According to a recent study published in Clinical Psychological Science, there are certain "markers" in a person's parlance that may point to symptoms of clinical depression. Researchers used automated text analysis methods to comb through large quantities of posts in 63 internet forums with more than 6400 members, searching for certain words and phrases. They also noted average sentence length, grammatical patterns, and other factors.

What researchers found was that a person's use (or overuse) of first-person pronouns can provide some insight into the state of their mental health. People with clinical depression tend to use more first-person singular pronouns, such as "I" and "me," and fewer third-person pronouns, like "they," "he," or "she." As Mohammed Al-Mosaiwi, a Ph.D. candidate in psychology at the University of Reading and the head of the study, writes in a post for IFL Science:

"This pattern of pronoun use suggests people with depression are more focused on themselves, and less connected with others. Researchers have reported that pronouns are actually more reliable in identifying depression than negative emotion words."

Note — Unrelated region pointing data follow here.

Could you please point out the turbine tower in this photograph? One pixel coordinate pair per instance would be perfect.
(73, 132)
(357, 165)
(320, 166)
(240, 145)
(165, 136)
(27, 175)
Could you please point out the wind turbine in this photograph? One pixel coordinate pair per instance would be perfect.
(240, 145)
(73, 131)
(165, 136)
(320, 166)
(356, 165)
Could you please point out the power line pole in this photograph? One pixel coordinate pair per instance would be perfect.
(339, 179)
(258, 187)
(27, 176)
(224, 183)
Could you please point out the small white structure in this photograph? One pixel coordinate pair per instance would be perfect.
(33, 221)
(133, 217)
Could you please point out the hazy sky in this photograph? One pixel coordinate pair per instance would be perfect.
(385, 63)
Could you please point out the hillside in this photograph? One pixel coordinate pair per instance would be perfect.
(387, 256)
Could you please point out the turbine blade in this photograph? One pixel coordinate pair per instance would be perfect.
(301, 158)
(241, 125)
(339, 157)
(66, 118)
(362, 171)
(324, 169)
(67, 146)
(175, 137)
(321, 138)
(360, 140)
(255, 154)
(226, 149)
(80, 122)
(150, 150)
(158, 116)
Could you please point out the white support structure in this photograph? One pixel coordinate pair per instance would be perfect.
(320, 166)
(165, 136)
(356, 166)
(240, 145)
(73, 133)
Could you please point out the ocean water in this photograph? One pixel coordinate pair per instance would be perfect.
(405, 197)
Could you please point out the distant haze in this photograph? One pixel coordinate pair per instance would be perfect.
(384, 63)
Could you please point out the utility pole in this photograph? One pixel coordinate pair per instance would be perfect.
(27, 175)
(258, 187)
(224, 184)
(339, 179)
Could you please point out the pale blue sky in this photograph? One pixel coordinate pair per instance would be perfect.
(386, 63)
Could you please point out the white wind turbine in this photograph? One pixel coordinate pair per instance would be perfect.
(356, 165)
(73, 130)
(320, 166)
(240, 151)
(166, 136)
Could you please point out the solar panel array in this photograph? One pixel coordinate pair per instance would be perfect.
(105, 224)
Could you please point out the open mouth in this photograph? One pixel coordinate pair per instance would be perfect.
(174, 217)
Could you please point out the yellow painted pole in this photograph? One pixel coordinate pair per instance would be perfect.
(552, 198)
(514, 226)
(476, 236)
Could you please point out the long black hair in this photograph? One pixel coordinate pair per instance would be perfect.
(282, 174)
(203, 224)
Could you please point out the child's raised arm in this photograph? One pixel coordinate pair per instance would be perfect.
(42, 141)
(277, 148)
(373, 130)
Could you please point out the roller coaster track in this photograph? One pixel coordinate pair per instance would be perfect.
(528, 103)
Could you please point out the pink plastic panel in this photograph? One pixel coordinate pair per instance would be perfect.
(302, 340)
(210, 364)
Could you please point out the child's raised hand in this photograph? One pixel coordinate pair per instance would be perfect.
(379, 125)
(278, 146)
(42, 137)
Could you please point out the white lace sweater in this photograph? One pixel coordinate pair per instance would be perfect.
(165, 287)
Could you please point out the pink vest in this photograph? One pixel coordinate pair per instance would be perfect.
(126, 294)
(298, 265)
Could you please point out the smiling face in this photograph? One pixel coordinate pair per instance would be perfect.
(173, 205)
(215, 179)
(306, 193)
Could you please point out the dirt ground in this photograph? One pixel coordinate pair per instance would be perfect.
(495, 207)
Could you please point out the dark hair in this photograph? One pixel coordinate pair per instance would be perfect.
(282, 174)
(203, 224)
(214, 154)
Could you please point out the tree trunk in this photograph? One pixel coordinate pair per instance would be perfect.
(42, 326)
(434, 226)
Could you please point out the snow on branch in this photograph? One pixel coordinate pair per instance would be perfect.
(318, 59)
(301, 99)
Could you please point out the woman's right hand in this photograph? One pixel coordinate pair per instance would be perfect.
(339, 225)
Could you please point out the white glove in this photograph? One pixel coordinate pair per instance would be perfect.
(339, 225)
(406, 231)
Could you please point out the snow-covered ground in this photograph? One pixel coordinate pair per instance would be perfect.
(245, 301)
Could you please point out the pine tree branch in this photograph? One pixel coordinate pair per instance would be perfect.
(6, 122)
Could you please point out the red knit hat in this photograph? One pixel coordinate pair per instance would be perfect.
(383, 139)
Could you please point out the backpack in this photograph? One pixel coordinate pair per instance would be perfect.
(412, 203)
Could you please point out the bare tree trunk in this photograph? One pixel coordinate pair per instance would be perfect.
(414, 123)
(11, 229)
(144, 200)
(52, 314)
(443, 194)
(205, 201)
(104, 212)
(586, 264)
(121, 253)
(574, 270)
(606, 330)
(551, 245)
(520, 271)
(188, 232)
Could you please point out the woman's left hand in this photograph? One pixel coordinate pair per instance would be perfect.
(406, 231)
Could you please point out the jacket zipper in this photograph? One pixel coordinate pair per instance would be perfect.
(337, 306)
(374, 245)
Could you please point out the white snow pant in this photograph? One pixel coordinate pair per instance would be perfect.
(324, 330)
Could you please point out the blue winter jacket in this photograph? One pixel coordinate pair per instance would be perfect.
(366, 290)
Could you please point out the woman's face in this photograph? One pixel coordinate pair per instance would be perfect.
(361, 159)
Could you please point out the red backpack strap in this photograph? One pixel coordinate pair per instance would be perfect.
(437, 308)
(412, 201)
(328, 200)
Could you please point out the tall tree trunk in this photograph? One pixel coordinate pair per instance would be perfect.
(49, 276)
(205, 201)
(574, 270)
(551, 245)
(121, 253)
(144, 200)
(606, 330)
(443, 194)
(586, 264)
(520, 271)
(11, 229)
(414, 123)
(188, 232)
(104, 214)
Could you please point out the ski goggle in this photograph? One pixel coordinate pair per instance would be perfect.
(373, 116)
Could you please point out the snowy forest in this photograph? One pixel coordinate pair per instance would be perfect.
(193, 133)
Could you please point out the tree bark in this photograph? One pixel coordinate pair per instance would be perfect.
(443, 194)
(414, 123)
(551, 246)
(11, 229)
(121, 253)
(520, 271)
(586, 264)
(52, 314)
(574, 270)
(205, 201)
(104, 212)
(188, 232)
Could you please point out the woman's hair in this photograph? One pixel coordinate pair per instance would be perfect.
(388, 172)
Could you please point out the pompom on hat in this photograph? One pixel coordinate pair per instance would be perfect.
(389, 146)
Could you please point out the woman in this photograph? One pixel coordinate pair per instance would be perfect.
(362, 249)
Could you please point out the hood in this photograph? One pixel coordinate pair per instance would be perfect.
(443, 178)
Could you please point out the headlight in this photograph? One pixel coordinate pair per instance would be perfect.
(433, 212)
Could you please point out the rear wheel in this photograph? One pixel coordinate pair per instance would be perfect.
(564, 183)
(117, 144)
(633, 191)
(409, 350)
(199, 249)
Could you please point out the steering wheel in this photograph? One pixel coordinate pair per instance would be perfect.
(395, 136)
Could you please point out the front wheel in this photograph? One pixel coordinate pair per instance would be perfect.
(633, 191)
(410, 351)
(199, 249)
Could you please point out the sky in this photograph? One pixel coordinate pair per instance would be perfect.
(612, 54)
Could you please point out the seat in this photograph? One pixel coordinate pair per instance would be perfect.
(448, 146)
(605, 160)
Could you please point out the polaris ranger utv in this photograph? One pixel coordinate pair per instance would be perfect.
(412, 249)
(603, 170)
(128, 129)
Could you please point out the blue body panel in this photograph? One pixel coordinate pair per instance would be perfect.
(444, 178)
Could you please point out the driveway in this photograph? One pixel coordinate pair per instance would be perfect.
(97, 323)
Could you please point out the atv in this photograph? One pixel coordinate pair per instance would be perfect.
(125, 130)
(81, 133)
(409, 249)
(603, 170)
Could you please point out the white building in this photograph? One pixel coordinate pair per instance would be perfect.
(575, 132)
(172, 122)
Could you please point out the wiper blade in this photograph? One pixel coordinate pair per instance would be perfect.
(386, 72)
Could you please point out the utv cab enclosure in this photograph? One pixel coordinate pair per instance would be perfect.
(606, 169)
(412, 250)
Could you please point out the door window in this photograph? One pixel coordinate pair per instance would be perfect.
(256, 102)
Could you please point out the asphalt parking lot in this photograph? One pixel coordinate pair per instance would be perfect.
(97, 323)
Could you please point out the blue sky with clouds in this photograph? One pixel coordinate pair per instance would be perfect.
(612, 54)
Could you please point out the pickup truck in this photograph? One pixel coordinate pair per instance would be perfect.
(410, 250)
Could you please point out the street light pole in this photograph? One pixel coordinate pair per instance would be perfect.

What remains unclear, though, is whether people who are more focused on themselves tend to depression, or if depression turns a person's focus on themselves. Perhaps unsurprisingly, people with depression also use more negative descriptors, like "lonely" and "miserable."

But, Al-Mosaiwi notes, it's hardly the most important clue when using language to assess clinical depression. Far better indicators, he says, are the presence of "absolutist words" in a person's speech or writing, such as "always," "constantly," and "completely." When overused, they tend to indicate that someone has a "black-and-white view of the world," Al-Mosaiwi says. An analysis of posts on different internet forums found that absolutist words were 50 percent more prevalent on anxiety and depression forums, and 80 percent more prevalent on suicidal ideation forums.

Researchers hope these types of classifications, supported by computerized methods, will prove more and more beneficial in a clinical setting.